Alla fine è stato fatto quello che era previsto, ma in condizioni di sicurezza. Gli Usa hanno abbattuto il pallone spia cinese che ha sorvolato i cieli nazionali e poi ha raggiunto l’Oceano Atlantico.
Subito dopo sono state avviate le operazioni per recuperarne i detriti. L’ordine è arrivato direttamente dal presidente Joe Biden. Secondo la Difesa americana, l’aerostatico è stato usato dalla Cina nel tentativo di sorvegliare siti strategici negli Stati Uniti. Un secondo pallone spia avrebbe invece sorvolato l’America Latina. Lo ha reso noto il portavoce del Pentagono, il generale Pat Ryder, precisando che si tratterebbe di un altro dispositivo di sorveglianza come quello che è passato sopra alcuni basi militari del Montana. Dura presa di posizione del ministro degli Esteri di Pechino: “I media e i politici Usa hanno approfittato” delle accuse lanciate contro il pallone aerostatico, “usando l’incidente come pretesto per attaccare e diffamare la Cina“.
Il Dipartimento della Difesa aveva sconsigliato a Biden di abbattere il primo pallone spia mentre sorvolava gli Stati Uniti, poiché avrebbe rappresentato un rischio per la popolazione a causa dei detriti in caduta libera.
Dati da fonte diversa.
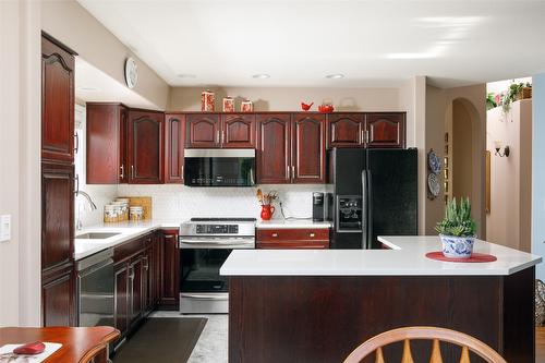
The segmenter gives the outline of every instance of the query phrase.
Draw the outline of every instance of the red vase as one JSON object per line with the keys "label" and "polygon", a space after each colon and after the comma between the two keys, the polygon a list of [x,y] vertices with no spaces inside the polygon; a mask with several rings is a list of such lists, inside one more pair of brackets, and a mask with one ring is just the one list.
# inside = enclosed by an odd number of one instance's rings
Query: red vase
{"label": "red vase", "polygon": [[269,220],[275,214],[275,207],[270,204],[262,205],[262,219]]}

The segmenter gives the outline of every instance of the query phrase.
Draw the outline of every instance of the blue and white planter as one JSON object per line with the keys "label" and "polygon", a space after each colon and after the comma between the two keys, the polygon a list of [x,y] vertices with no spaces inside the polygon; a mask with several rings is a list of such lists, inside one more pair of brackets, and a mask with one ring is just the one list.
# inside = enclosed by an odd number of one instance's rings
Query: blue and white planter
{"label": "blue and white planter", "polygon": [[455,237],[439,234],[443,254],[449,258],[470,258],[473,253],[475,237]]}

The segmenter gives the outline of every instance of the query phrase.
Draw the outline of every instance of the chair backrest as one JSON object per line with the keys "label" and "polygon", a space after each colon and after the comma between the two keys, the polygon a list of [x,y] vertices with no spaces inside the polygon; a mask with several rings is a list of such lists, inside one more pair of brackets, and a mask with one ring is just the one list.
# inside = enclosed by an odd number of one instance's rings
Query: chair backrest
{"label": "chair backrest", "polygon": [[371,338],[358,347],[344,360],[344,363],[360,363],[365,356],[376,351],[375,363],[385,363],[383,347],[403,341],[401,363],[414,363],[411,354],[411,339],[433,340],[429,363],[443,363],[439,341],[446,341],[462,347],[460,363],[471,363],[469,351],[474,352],[487,363],[507,363],[494,349],[467,334],[435,327],[407,327],[389,330]]}

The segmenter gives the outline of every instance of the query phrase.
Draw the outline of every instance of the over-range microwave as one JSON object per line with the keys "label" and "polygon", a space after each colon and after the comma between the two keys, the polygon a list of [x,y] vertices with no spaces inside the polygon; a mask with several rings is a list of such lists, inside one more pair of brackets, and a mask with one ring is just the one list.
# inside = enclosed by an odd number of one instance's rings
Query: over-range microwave
{"label": "over-range microwave", "polygon": [[252,186],[255,149],[185,149],[183,179],[187,186]]}

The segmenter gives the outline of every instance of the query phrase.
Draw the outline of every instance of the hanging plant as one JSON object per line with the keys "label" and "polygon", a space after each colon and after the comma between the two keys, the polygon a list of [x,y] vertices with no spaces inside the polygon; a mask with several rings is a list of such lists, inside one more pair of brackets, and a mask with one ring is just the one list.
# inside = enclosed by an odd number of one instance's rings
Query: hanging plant
{"label": "hanging plant", "polygon": [[491,92],[486,95],[486,110],[488,111],[496,107],[498,107],[498,104],[496,102],[496,95]]}

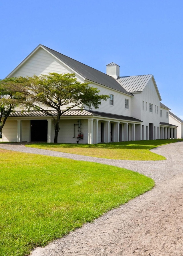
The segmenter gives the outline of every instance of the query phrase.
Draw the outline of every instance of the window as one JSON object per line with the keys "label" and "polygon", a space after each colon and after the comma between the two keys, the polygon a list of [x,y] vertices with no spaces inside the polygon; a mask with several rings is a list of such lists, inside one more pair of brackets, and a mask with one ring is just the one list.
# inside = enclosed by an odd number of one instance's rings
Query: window
{"label": "window", "polygon": [[152,113],[153,111],[153,105],[152,104],[151,104],[151,103],[149,103],[149,112],[151,113]]}
{"label": "window", "polygon": [[161,117],[162,117],[162,111],[161,109],[160,109],[160,116]]}
{"label": "window", "polygon": [[113,94],[110,94],[110,99],[109,104],[111,106],[114,105],[114,95]]}
{"label": "window", "polygon": [[128,109],[129,108],[128,100],[127,99],[125,99],[125,108],[126,109]]}

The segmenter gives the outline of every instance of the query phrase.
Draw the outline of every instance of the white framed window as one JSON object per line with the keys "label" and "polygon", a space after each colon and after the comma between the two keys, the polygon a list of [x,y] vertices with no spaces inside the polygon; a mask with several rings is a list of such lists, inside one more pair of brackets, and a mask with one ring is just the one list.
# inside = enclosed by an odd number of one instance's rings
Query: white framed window
{"label": "white framed window", "polygon": [[162,117],[162,109],[160,109],[160,116],[161,117]]}
{"label": "white framed window", "polygon": [[127,99],[125,99],[125,108],[126,109],[128,109],[129,108],[128,105],[128,100]]}
{"label": "white framed window", "polygon": [[149,103],[149,112],[151,113],[152,113],[153,112],[153,105],[151,103]]}
{"label": "white framed window", "polygon": [[113,94],[110,94],[109,105],[111,106],[114,105],[114,95]]}

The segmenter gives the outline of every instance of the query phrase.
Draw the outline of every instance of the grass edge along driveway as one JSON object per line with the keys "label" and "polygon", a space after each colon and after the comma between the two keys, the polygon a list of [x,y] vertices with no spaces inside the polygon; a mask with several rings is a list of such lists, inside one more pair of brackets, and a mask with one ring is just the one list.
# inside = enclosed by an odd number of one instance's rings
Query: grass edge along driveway
{"label": "grass edge along driveway", "polygon": [[0,255],[22,256],[152,189],[96,163],[0,149]]}
{"label": "grass edge along driveway", "polygon": [[157,160],[166,158],[151,152],[157,147],[179,141],[181,139],[136,141],[98,144],[32,143],[27,147],[97,157],[123,160]]}

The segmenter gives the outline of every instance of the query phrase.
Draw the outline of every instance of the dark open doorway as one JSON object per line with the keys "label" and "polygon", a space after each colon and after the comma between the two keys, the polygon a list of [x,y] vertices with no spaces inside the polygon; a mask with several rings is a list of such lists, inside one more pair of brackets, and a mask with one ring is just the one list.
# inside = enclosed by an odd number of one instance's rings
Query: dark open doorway
{"label": "dark open doorway", "polygon": [[149,123],[149,139],[154,139],[154,127],[153,123]]}
{"label": "dark open doorway", "polygon": [[111,137],[110,141],[113,142],[114,141],[114,124],[112,123],[111,123],[110,137]]}
{"label": "dark open doorway", "polygon": [[31,141],[47,141],[47,120],[31,120]]}
{"label": "dark open doorway", "polygon": [[100,141],[101,142],[104,142],[104,123],[101,122],[101,139]]}

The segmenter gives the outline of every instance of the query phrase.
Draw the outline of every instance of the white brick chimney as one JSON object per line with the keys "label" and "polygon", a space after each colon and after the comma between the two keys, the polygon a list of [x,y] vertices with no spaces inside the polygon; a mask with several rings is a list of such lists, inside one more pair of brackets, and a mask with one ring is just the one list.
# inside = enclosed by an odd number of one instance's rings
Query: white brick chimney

Il capo della Casa Bianca ha così atteso che il velivolo arrivasse sull’oceano. Il presidente ha seguito l’operazione dall’Air Force One. L’operazione è stata condotta in coordinazione col Canada.
Non è chiaro invece quale Paese latino-americano abbia sorvolato il nuovo pallone spia ma, stando alle segnalazioni del Pentagono, non sarebbe diretto verso gli Stati Uniti.
Il caso diplomatico e la rinuncia di Blinken al viaggio diplomatico a Pechino
La vicenda del primo pallone spia scoperto negli Usa ha causato nella giornata di venerdì un incidente diplomatico fra Washignton e Pechino – che sostiene trattarsi di un apparecchio civile con a bordo strumenti scientifici di ricerca – tanto da costringere il Segretario di Stato americano Antony Blinken a cancellare la visita in Cina prevista domenica. Blinken ha comunque ribadito la disponibilità al dialogo rimandando la sua missione a quando “vi saranno le condizioni per una visita”, senza fissare alcuna data ma invitando Pechino ad allontanare la sonda dello spazio aereo statunitense come “primo passo” per risolvere il problema.